Some people defend them. Many more oppose these reactions and responses. Jerry Falwell, Pat Robertson, Piper, and others are notorious for quickly responding to these kinds of events in seemingly insensitive ways. They talk about how these things happen because God is punishing people for sin, He’s turned away from man, or He’s a jealous God and can’t take any more of mankind’s behavior.

Andy Stanley verbalized by feelings pretty well in a tweet he posted this morning, in which he quoted 1 Corinthians 5:12:

What business is it of mine to judge those outside the church?”

Answer: it’s not my business at all. Not even close. Not a bit. My business, your business, the church’s business, is to pray. So instead of hate-slinging, or trying to make some ill-timed point in the wake of current events (which really only turns people off to the church anyway), let’s take care of what IS our business: let’s pray. Here are some ideas of things to pray for:

  • Pray for the victims and families of victims. They’ve lost everything, and now they have to try to put it back together. Many lost loved ones. Houses can be rebuilt and possessions can be recovered in time, but people are irreplaceable. Pray for those who have suffered the ultimate loss.
  • Pray especially for the parents who have lost young children. Their lives are changed forever. Pray for the peace of God to completely cover them and surround them. Pray for healing, and for their hearts to not be hardened.
  • Pray for the rescuers. They’ve seen things they’ll never forget. Many pulled bodies from the rubble. They will suffer. They’ll have nightmares. Pray for peace and comfort for those who have already sacrificed by being there for the hurting.
  • Pray for the local churches. Ask God to give them the resources, the insight, the wisdom, and the strength to become heroic to the people in their communities. This is the ultimate chance for the church to fulfill its mission. Pray for the local churches to seize this opportunity to be the hands and feet of Jesus Christ and to make a difference to people who need it now more than ever.
  • Pray for the leaders in the communities that have been devastated. They will face more stress, anxiety, and criticism in the next few weeks and months than you and I will probably ever endure. Pray for wisdom for them as they lead, and for strength and courage for them as they make decisions and face critics, as well as care for the hurting in their cities.
  • Pray for the church as a whole. We have several huge responsibilities during a time like this. There are obvious physical needs that we can and should help to meet. There are emotional and spiritual wounds that are critical that we can help to bandage. We also have the eye and ear of a watching and waiting world.
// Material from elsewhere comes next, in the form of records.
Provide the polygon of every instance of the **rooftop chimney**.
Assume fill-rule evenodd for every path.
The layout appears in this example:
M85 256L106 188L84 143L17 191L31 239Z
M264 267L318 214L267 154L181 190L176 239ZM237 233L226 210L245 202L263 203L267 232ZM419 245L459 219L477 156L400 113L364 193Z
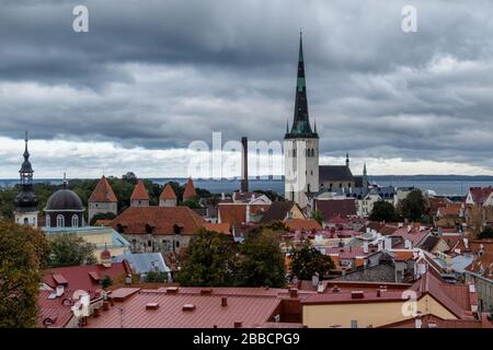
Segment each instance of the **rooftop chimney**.
M241 191L249 191L249 141L246 137L241 138Z
M298 290L296 288L289 289L289 298L298 298Z

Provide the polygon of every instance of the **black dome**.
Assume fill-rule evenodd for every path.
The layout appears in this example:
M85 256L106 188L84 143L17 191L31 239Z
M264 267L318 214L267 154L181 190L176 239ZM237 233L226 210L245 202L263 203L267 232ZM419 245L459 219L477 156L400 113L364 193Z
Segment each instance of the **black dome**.
M80 197L70 189L59 189L49 197L46 210L84 210Z

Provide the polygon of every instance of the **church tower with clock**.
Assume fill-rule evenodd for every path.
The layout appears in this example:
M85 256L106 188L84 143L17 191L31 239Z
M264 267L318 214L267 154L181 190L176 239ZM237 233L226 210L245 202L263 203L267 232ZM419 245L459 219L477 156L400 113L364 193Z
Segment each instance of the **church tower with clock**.
M302 34L299 38L298 78L296 84L295 115L291 128L286 125L284 137L285 198L301 208L308 196L319 191L319 136L317 125L311 128L308 115L307 83Z

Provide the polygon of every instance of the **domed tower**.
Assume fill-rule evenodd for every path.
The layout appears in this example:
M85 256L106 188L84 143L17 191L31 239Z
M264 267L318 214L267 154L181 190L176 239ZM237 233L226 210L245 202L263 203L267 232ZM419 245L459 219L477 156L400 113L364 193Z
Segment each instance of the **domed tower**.
M15 197L15 222L28 224L37 228L37 198L34 194L33 167L30 162L30 152L27 151L27 131L25 131L24 162L22 162L19 174L21 176L21 191Z
M82 200L67 188L64 175L64 188L53 194L45 208L46 228L82 228L84 226L84 207Z
M319 135L308 116L307 83L305 79L303 46L299 37L298 79L295 116L291 129L286 125L284 137L285 198L301 208L308 205L308 195L319 191Z

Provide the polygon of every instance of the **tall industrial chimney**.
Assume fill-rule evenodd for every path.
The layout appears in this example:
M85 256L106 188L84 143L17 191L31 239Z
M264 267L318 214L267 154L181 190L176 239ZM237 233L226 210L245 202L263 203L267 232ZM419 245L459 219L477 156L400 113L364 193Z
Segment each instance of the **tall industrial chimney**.
M241 138L241 191L249 191L249 141L246 137Z

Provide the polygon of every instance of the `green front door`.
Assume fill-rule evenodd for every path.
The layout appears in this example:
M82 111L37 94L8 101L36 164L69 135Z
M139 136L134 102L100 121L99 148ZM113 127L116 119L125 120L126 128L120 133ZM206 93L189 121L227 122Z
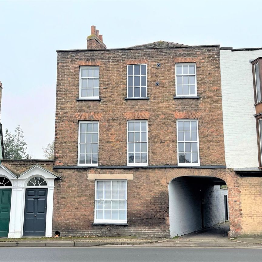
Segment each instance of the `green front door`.
M9 229L11 189L0 189L0 237L7 237Z

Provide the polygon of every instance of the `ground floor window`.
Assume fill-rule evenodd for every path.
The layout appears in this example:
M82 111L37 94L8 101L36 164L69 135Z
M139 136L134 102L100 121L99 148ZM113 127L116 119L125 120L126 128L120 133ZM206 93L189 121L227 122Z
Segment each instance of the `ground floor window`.
M126 223L127 180L96 180L95 223Z

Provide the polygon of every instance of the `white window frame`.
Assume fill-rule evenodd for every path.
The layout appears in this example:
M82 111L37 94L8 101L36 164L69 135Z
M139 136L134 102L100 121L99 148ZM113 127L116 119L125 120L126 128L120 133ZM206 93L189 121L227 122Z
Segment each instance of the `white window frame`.
M262 94L260 94L260 96L261 97L261 99L259 101L257 97L257 76L256 75L256 66L257 65L258 66L258 69L259 70L259 65L258 64L258 62L255 65L254 65L254 75L255 76L255 86L256 87L256 97L257 98L257 103L258 103L259 102L261 102L261 101L262 101ZM259 78L259 76L258 76ZM260 85L262 84L261 83L260 83ZM260 86L259 87L259 88L260 89L260 90L261 90L261 87ZM261 92L261 91L260 91Z
M82 77L82 70L81 69L88 69L88 68L98 68L98 77L88 77L87 76L86 77ZM100 85L100 69L99 68L99 66L79 66L79 98L83 98L84 99L99 99L99 86ZM87 96L87 91L88 89L87 89L86 90L86 96L82 96L82 81L81 81L81 79L82 78L86 78L87 79L87 81L88 81L88 79L89 78L92 78L93 79L94 78L98 78L98 96ZM86 84L87 85L87 83ZM93 91L94 89L94 83L93 81Z
M191 141L190 139L190 141L178 141L178 128L177 122L179 121L196 121L196 136L197 138L197 141ZM199 159L199 137L198 135L198 120L197 119L177 119L176 122L176 148L177 152L177 165L178 166L199 166L200 165L200 160ZM184 134L185 130L184 130ZM191 132L191 130L190 130ZM191 137L191 134L190 134ZM188 142L197 142L197 157L198 160L198 162L196 163L187 163L185 162L185 163L180 163L179 160L179 151L178 150L178 143L185 143ZM191 151L192 152L192 151Z
M96 201L98 200L100 200L97 199L97 196L96 196L96 190L97 190L97 183L98 181L112 181L113 180L116 180L119 181L122 181L125 180L126 182L126 199L123 200L123 199L112 199L112 190L111 190L111 199L108 199L108 200L105 200L105 199L101 199L101 200L109 200L110 201L114 200L125 200L126 201L126 220L113 220L113 219L96 219ZM115 224L115 223L119 223L119 224L126 224L127 223L127 180L126 179L108 179L108 180L106 180L106 179L96 179L95 181L95 216L94 216L94 223L111 223L111 224ZM103 209L103 210L104 210L104 209ZM112 210L112 209L111 210Z
M129 87L132 87L133 88L133 96L131 97L129 97L128 96L128 66L132 66L133 67L134 66L140 66L140 74L138 76L134 76L134 72L133 69L133 76L133 76L133 87L129 86ZM141 66L146 66L146 75L141 75ZM146 96L141 96L141 76L146 76ZM136 86L135 87L134 86L134 76L140 76L140 86ZM143 87L144 86L143 86ZM140 87L140 96L137 97L135 97L134 96L134 94L135 94L135 87ZM146 97L147 97L147 65L146 64L136 64L135 65L126 65L126 97L128 98L134 98L134 99L139 99L139 98L144 98Z
M97 163L96 164L90 163L90 164L80 163L80 125L81 123L97 123ZM91 133L92 134L92 132ZM77 165L79 166L98 166L98 161L99 156L99 123L98 121L78 121L78 146L77 152ZM90 143L84 143L85 144ZM91 153L91 154L92 153Z
M182 74L180 74L178 75L177 74L177 73L176 73L176 72L177 72L177 70L176 70L177 66L178 65L182 66L182 67L183 67L183 65L186 65L187 66L190 66L190 65L193 65L195 66L195 74L194 74L194 75L195 75L195 93L194 94L193 94L193 95L190 95L190 94L189 94L188 95L184 95L184 94L178 95L177 94L177 81L176 80L177 76L192 76L194 75L193 75L192 74L190 74L189 71L188 72L188 74L185 74L184 75L183 74L183 71L182 72ZM182 68L183 68L183 67L182 67ZM183 70L183 69L182 69L182 70ZM176 77L176 77L176 96L179 96L179 96L197 96L197 87L196 87L196 63L176 63L175 64L175 74L176 74ZM182 77L182 79L183 79L183 77ZM190 92L190 85L189 82L189 77L188 80L189 80L189 82L188 82L188 86L189 87L189 92ZM182 83L183 83L183 82L182 82ZM182 90L183 91L183 93L184 92L184 89L183 89L183 83L182 83Z
M129 143L135 143L136 142L134 141L133 142L129 142L128 141L128 123L129 122L146 122L146 163L135 163L135 156L134 155L134 163L129 163ZM126 122L126 124L127 124L127 127L126 127L126 130L127 131L127 160L126 160L126 163L127 163L127 165L128 166L146 166L148 165L148 123L147 122L147 120L146 119L141 119L140 120L129 120ZM140 132L141 133L141 131L140 130ZM141 135L140 135L140 138L141 138ZM141 140L141 139L140 139ZM145 142L143 141L143 143L145 143ZM143 143L143 142L141 142L140 141L140 142L138 142L137 143Z

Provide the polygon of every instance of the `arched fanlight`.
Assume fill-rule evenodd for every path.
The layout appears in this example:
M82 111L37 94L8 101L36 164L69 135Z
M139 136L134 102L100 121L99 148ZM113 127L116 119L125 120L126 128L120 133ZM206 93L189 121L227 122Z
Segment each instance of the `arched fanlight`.
M10 180L4 176L0 177L0 186L12 186Z
M46 182L41 176L34 176L31 178L27 183L28 186L46 186Z

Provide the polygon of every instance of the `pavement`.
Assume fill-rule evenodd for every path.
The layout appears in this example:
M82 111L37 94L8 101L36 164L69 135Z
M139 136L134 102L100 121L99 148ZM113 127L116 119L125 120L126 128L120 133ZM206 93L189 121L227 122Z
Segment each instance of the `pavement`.
M148 247L262 247L262 236L246 236L229 239L228 222L203 229L172 239L135 237L59 237L0 239L0 247L92 247L139 245ZM6 241L7 240L7 241Z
They’re anxious, curious, skeptical, or afraid to hear what comes out of the mouths of “church people.” Pray for Christians to use their heads as they speak, to practice Christlike compassion and show mercy that is so badly needed. Pray for churches to see ways to best help and to take advantage of those ways.

These are just a few ideas. If you take 5 minutes, you can pray through all of these (and probably more). What would you add to the list?